M/S St. Ives Laboratories Inc. vs Mr. Sunny Bakshi & Another on 6 February, 2009

Author: Rajiv Sahai Endlaw

Bench: Rajiv Sahai Endlaw

     *IN THE HIGH COURT OF DELHI AT NEW DELHI

+                  CS(OS) 362/2007

% 06.02.2009               Date of decision:6th February, 2009

M/S ST. IVES LABORATORIES INC.                      .......       Plaintiff
                         Through:     Mr. S.K. Bansal and Mr. Shashi P.
                                      Ojha, Advocates, Advocate

                                 Versus

MR. SUNNY BAKSHI & ANOTHER                           ....... Defendants
                         Through: Ex-parte


CORAM :-
HON'BLE MR. JUSTICE RAJIV SAHAI ENDLAW

1.     Whether reporters of Local papers may
       be allowed to see the judgment?   No

2.     To be referred to the reporter or not? No

3.     Whether the judgment should be reported
       in the Digest?                        No


RAJIV SAHAI ENDLAW, J.

1. The plaintiff a company incorporated under the laws of USA instituted the present suit with respect to its trademark/labels SWISS FORMULA, ST. IVES, device of VILLAGE, its trade dress, colour scheme, artistic features, copyrights, trade name etc. and claimed the decree of permanent injunction against the defendant No.1 carrying on business in the name and style of defendant No.2 from infringing the aforesaid trade mark, trade dress, copyright of the plaintiff and or from passing off their goods as that of the plaintiff. The ancillary reliefs of delivery, rendition of accounts, damages, costs etc. are also claimed. Vide ex-parte order dated 27th February, 2007 this court finding a prima-facie case in favour of the plaintiff, restrained the defendants, their agents and representatives from manufacturing, selling, using, displaying, advertising, exporting, importing or otherwise dealing with the trade make ST. CS(OS) 362/2007 Page 1 of 5 IVES, device of VILLAGE and trade dress or any other trademark/label identical with or deceptively similar to the plaintiff's trademark/labels on any product. On an application of the plaintiff a commissioner was also appointed to visit the premises of the defendants and to take into custody the infringing goods and to sign the account books etc.

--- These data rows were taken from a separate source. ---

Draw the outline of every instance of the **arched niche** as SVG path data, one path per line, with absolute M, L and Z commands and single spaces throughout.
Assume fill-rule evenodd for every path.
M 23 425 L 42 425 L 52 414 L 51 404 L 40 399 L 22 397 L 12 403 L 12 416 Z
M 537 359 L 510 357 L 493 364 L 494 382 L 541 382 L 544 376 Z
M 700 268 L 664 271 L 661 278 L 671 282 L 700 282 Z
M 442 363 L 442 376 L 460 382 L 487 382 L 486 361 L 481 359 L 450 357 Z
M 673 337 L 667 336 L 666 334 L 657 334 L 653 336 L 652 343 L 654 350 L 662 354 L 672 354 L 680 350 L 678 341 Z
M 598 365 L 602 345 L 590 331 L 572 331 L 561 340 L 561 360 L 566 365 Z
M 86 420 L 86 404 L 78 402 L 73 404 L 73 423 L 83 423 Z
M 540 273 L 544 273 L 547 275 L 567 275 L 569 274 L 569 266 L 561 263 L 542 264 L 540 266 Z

2. The commission issued as aforesaid by the court was executed and the commissioner has filed a report dated 12th March, 2007. The commissioner has reported having found in the shop of the defendants at Gaffar Market substantial volumes of products bearing the trademark ST. IVES with the device of VILLAGE and which were found by the representatives of the plaintiff accompanying the commissioner to be counterfeit of the original products of the plaintiff.

3. The defendants on being served with the summons of the suit/notice of the application for interim relief appeared on 11th May, 2007 through advocate who informed that the defendants did not want to file a written statement and only wanted to make a statement to the court. On 28th May, 2007 the counsel for the defendants informed that the defendants wanted to make a statement before the court that the defendants were not using the trademark of the plaintiff nor intend to do so. The said statement of the defendants was controverted by the counsel for the plaintiff who also pressed for a decree for damages besides that of permanent injunction which was being conceded by the defendants. In the circumstances, the defendants were directed to file written CS(OS) 362/2007 Page 2 of 5 statement. However, the defendants did not file the written statement and also stopped appearing before the court and were vide order dated 14th January, 2008 proceeded against ex-parte and remain ex-parte. The interim order aforesaid was made absolute during the pendency of the suit and the plaintiff directed to lead ex- parte evidence. The plaintiffs have filed affidavit by way of examination in chief of Mr. Gary P. Schmidt its Secretary, affirmed and verified at Illinois, USA. Exhibit marks were put on the documents referred to in the affidavit. Considering that the case of the plaintiff is not being controverted by the defendants and the defendants had in fact conceded to the relief of permanent injunction, the personal appearance of the aforesaid witness of the plaintiff is exempted.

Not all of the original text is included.